Dalam pandangan ekonomi islam, kebutuhan manusia itu terbatas yang tak terbatas adalah keinginan. Sedangkan alat pemenuhan keinginan tak terbatas kerena Allah S.W.T telah menciptakan bumi dan seisinya untuk kepentingan dan kemanfaatan hidup manusia. Seorang muslim dalam melakukan suatu kegiatan akan didasarkan pada suatu kegiatan tidak hanya berdasarkan kepuasan saja, akan tetapi berorientasi untuk beribadah kepada Allah S.W.T
Orientasi beribadah kepada Allah S.W.T akan membuat permintaan dan penawaran dalam ekonomi islam akan lebih sempit karena ada batasan yaitu adanya nilai-nilai, filosofi kehidupan islam dan norma islam islam. Adanya batasan dalam melakukan tindakan eksploitasi sumber daya alam, tujuan dari aktifitas ekonomi adalah memnuhi kebutuhan adan untuk mencapai kesejahteraan
II. RUMUSAN MASALAH
Kami akan mencoba menguraikan tentang:
- Bagaimana teori permintaan dan penawaran
- Bagaimana permintaan dalam ekonomi isalam
- Bagaimana Penawaran Dalam Ekonomi Islam
Teori Pemintaan dan Penawaran
Teori permintaan menerangkan tentang ciri hubungan antara jumlah permintaan dan harga. Hukum ppemintaan berbunyi pada harga yang lebih tinggi, jumlah barang yang diminta akan semakin berkurang, atau sebaliknya pada harga yang lebih rendah, jumlah barang yang semakin diminta akan semakin bertambah.[1] Ini dapat disimpulkan bahwa jumlah yang diminta berhubungan terbalik dengan harga barang tersebut dengan anggapan bahwa hal-hal lain konstan pada kemungkinan harga. Ada hal lain penting yang mempengaruhi permintaan, yaitu pendapatan, permintaan seseorang atau masyarakat ditentukan leh banyak faktor, diantara fakto – faktor tersebut adalah:
Harga barang itu sendiri
- Harga barang lain yang berkaitan erat dengan barang tersebut.

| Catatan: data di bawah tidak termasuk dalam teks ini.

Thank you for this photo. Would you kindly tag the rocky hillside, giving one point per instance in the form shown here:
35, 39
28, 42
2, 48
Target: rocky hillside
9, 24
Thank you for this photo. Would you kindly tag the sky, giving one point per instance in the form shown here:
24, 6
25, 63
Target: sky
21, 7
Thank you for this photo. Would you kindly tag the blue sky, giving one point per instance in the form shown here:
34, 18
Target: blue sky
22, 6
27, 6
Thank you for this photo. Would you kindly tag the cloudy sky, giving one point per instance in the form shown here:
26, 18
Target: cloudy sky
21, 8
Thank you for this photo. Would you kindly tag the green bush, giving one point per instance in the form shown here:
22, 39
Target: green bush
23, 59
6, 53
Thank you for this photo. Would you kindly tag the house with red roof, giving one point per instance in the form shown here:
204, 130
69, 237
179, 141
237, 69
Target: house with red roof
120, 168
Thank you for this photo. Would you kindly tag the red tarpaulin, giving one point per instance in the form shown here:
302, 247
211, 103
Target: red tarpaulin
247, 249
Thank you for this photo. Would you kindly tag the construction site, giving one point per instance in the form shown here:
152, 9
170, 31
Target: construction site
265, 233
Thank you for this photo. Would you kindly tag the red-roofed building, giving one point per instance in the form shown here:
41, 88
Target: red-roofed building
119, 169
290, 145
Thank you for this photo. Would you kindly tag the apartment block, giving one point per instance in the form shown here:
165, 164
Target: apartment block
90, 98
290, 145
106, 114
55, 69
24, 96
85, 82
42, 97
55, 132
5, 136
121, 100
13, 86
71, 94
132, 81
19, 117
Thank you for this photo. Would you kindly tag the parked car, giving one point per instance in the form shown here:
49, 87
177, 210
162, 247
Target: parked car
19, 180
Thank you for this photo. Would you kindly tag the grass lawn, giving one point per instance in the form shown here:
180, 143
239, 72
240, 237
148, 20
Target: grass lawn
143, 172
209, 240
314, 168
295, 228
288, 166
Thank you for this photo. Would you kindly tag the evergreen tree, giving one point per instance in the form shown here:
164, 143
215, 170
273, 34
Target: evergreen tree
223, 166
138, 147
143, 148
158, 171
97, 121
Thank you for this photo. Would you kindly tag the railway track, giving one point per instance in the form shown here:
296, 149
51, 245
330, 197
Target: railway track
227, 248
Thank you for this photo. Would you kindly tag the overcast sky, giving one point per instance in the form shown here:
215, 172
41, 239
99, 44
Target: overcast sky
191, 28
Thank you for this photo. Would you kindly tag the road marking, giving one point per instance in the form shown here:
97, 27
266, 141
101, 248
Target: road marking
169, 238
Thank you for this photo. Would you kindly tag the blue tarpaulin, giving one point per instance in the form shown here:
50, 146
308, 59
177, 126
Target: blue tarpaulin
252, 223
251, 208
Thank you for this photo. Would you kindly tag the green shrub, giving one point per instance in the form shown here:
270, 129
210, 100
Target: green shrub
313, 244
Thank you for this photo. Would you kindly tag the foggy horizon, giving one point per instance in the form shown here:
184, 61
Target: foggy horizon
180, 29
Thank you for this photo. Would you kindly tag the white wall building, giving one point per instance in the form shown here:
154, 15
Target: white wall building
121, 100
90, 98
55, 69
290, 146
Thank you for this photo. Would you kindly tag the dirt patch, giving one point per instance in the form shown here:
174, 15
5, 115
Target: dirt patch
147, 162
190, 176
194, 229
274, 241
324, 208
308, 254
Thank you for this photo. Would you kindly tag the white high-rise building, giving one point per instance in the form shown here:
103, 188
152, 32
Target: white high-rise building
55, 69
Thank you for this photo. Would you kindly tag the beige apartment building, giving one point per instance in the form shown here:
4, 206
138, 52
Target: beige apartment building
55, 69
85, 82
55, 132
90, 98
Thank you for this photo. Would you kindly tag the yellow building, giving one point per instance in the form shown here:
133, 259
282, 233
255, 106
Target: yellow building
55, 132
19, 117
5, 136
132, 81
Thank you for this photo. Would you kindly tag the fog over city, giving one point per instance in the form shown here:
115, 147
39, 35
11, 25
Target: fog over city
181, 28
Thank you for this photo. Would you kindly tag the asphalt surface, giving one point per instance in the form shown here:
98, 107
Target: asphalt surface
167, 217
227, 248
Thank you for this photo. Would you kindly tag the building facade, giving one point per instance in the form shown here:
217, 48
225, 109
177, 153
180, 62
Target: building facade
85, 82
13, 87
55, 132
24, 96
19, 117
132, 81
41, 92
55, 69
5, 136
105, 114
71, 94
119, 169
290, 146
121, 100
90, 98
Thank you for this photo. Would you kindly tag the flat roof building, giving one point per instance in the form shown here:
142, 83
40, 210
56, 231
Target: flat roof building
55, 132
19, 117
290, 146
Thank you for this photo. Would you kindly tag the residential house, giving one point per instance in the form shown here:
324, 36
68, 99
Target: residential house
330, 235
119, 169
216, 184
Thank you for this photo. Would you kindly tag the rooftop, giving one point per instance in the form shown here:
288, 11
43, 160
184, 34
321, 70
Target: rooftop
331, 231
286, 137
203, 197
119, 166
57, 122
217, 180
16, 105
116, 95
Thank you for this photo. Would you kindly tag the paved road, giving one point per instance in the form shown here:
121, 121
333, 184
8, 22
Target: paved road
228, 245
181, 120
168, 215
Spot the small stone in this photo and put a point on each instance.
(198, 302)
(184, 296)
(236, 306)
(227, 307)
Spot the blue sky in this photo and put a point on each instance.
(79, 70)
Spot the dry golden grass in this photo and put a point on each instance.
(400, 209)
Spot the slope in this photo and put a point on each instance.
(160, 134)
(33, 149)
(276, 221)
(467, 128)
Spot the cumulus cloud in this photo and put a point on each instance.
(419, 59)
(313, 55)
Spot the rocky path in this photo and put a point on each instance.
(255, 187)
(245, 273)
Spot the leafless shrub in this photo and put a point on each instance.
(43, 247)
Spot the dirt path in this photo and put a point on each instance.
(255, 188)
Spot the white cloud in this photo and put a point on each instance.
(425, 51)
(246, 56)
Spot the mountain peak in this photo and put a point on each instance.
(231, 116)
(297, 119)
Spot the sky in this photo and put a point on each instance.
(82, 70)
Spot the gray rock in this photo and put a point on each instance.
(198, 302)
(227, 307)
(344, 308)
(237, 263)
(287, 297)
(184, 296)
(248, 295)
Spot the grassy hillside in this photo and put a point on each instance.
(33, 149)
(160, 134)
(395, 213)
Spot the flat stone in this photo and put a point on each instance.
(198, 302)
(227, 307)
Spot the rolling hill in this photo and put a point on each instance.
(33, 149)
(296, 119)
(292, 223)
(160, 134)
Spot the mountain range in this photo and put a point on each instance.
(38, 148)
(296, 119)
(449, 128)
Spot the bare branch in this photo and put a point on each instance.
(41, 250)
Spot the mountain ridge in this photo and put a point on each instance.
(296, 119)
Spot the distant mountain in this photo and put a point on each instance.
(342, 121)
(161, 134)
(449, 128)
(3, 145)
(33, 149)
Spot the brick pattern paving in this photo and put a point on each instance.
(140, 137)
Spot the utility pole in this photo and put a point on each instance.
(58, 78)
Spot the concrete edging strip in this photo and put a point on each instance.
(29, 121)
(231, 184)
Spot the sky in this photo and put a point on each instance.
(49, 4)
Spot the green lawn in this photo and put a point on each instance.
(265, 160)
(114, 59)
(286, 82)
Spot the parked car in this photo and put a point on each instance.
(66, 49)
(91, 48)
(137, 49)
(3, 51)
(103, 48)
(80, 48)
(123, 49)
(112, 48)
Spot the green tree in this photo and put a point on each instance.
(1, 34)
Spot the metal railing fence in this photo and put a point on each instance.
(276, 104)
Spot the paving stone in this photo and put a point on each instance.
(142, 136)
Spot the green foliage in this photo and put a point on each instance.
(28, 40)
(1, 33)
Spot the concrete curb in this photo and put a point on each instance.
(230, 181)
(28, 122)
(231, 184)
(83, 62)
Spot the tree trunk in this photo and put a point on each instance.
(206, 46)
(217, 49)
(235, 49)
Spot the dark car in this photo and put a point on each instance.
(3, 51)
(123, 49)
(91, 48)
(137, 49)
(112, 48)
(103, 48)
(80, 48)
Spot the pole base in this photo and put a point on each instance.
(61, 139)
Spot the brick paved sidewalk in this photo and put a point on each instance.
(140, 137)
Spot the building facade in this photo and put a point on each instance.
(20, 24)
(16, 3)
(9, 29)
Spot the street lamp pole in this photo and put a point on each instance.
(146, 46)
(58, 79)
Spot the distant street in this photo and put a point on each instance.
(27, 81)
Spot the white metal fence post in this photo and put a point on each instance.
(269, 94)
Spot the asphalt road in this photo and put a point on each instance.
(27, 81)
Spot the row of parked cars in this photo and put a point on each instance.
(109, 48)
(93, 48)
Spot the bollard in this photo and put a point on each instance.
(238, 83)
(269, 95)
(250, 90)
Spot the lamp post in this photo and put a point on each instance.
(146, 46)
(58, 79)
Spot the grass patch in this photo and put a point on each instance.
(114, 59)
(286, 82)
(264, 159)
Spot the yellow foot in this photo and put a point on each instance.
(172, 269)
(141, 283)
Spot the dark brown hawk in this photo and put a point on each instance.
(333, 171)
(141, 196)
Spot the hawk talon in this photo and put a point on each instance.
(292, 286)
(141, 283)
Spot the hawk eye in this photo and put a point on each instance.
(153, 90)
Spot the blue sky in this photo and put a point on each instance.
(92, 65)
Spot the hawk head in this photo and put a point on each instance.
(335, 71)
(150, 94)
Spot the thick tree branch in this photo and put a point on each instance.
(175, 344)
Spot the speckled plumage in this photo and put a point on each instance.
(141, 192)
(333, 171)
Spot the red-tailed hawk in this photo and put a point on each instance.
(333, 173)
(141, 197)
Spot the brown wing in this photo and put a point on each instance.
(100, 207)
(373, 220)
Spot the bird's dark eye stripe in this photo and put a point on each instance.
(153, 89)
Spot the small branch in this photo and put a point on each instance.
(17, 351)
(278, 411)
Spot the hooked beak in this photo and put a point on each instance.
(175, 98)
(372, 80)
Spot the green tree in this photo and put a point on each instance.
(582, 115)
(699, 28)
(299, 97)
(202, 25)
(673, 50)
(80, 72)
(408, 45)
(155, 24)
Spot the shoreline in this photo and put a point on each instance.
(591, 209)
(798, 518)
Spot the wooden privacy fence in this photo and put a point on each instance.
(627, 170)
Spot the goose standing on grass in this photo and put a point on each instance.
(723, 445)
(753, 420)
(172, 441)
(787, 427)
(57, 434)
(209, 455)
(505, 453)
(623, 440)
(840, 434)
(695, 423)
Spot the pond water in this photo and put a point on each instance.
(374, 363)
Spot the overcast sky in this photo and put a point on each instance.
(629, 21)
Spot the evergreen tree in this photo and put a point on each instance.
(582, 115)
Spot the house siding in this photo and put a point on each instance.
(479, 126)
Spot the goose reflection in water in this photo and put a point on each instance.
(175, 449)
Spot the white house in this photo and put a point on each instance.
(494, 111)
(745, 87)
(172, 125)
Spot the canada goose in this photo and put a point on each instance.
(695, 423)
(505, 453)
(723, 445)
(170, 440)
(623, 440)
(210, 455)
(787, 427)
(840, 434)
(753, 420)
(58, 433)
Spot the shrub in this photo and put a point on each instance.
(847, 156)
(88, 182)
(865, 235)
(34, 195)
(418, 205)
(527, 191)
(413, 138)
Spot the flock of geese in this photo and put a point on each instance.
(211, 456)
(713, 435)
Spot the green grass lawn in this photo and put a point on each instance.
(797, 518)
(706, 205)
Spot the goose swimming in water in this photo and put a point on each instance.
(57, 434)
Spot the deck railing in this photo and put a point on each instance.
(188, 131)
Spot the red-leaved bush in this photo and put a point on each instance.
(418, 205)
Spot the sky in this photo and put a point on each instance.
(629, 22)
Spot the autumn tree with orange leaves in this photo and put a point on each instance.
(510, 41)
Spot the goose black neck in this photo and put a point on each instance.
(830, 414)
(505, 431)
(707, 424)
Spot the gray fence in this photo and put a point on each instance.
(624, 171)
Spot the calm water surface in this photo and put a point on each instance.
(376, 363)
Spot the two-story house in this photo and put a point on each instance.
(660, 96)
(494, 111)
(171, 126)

- Pendapatan ruma tangga dan pendapatan rata – rata masyarakat.
- Corak distribusi pendapatan dalam masyarakat.
- Cita rasa masyarakat.
- Jumlah penduduk.
- Ramalan mengenai keadaan dimasa akan dating.[2]
Faktor – faktor penentu penawaran adalah:
- Harga barang itu sendiri.
- Harga barang – barang lain.
- Biaya produksi.
- Tujuan operasi perusahaan tersebut.
- Tingkat teknologi yang digunakan.[3]
Sebuah kesepakat harga dapat terjadi apabila permintaan dan penawaran bertemu. Ada kemungkinan perubahan serentak permintaan dan penawaran yang dapat berlaku. Perubahan mungkin berlaku kea rah sama, yaitu sama – sama mengalami kenaikan tau sama – sama menurun. Tapi mungkin pula ia berlaku kearah bertentangan, misalnya permintaan turun tetapi penawaran bertambah, atau permintaan bertambah tetapi penawaran turun. Tiap – tiap perubahan tersebut akan menimbulkan akibat yang berbeda kepada perubahan harag dan jumlah barang yang diperjualbelikan.[4]
Permintaan Dalam Ekonomi Islam
Dalam pandangan Islam sebenarnya Islam telah mengatur segenap perilaku manusia dalam memenuhi kebutuhan hidupnya. Dalam perilaku konsumsi Islam terlah mengaturnya lewat Alqur’an dan Hadist supaya manusia dijauhkan sifat – sifat yang hina karena perilaku konsumsinya. Seorang muslim berkonsumsi didasarkan atas pertimbangan:
- Manusia tidak kuasa sepenuhnya mengatur detail permasalahan ekinomi masyarakat atau negara.
- Dalam konsep Islam kebutuhan yang membentuk pola konsumsi seorang muslim, dan dalam memenuhi kebutuhan seorang muslim tidak akan melakukan konsumsi secara berlebih – lebihan.
- Perilaku konsumsi seorang muslim diatur perannya sebagai makhluk sosial. Maka ada sikap menghormati dan menghargai.[5]
Untuk mengetahui tingkat kepuasan seorang muslim dapat diilustrasikan dalm bentuk nilai guna, yaitu nilai guna total (total utility) dan nilai guna marginal (marginal utility). Nilai guna total adalah jumlah kepuasan yang diperoleh dalam mengkonsumsi sejumlah barang tertentu, nilai guna marginal pertambahan atau pengurangan kepuasan akibat dari pertambahan atau pengurangan penggunaan suatu unit barang.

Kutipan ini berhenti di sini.